De traspié en traspié por la desigualdad económica, la democracia burguesa ha engendrado partidos políticos representativos de los intereses de los consorcios y de los cacicazgos institucionales que los garantizan.

Los partidos y las elecciones bien pueden reducirse a la imagen del dictador que cambia de rostro pero no de identidad cada cuatro o seis años, tal como René Avilés narra en El Gran Solitario de Palacio. Con la globalización salvaje del capitalismo, la crisis de muerte de los estados-nación los convierte en administradores de ella y de los designios imperiales. Los planes maestros los hacen el Banco Mundial, el Fondo Monetario Internacional, la Organización Mundial de Comercio y los tratados político-militares que reducen al mundo entero en territorios peligrosos para la seguridad nacional yanqui. La necesidad de petróleo, biodiversidad, metales estratégicos y agua explican la ocupación económica, política y militar del Imperio al que los proyectos locales de democracia sólo importan en la medida en que permanezcan en manos de sus aliados y cómplices.

La soberanía emanada del pueblo, según rezan las constituciones políticas burguesas, ha desaparecido. Recientemente, matan a un policía yanqui en una carretera de San Luis Potosí y llega el FBI a ponerse al frente de la investigación armas en mano, cosa que no ocurre cuando los asesinados son pobres migrantes mexicanos o centroamericanos abatidos por disparos nada accidentales de los impunes Rangers de la Patrulla Fronteriza.

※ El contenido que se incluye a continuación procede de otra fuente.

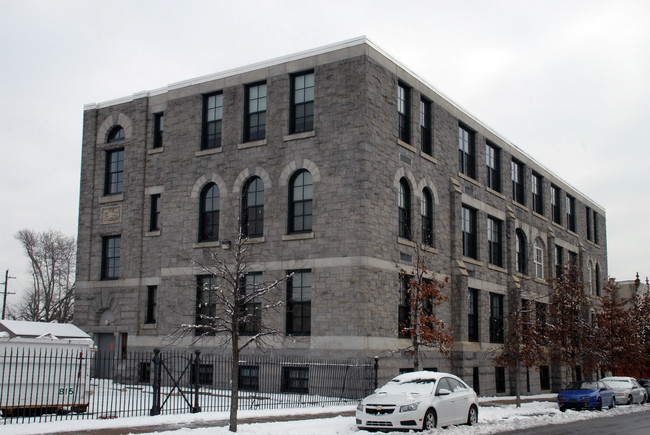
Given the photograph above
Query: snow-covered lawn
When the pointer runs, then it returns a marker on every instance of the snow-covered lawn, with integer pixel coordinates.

La insurrección árabe resulta ejemplar por lo que tiene de rechazo organizado desde las redes sociales contra las dictaduras y por el potencial popular manifestado con grandes movilizaciones exigiendo democracia sin representaciones ni comisiones espurias de por medio. Los cómplices imperiales de los dictadores ofrecen su mediación y Obama llama a la paz y al orden con la Comunidad Europea dispuesta a coadyuvar para que fluya el petróleo, el Canal de Suez no peligre, Israel mantenga su guerra de exterminio contra los palestinos, los saharauis no levanten cabeza y los ejércitos pertrechados por los poderes imperiales no vayan a ponerse del lado del pueblo insurrecto y apenas armado con piedras y palos.

Pase lo que pase, la insurrección árabe prueba la imposibilidad histórica de la democracia burguesa porque el colonialismo resurgido ya impide el poder popular. La silenciosa, inútil y perezosa ONU entrará al rescate con ejércitos de paz y las dictaduras seguirán vivas sin el estorbo de ancianos decrépitos multimillonarios e impunes, porque ni Mubarak, ni Baby Doc, ni Berlusconi o cualquier otro sátrapa incluyendo a los de México o a los bananeros como Daniel Ortega y su Rosario Murillo, serán jamás enjuiciados y castigados. Una vez garantizada su impunidad se retiran a gozar de sus enormes propiedades mal habidas. La democracia burguesa ha muerto y apesta en su putrefacción global.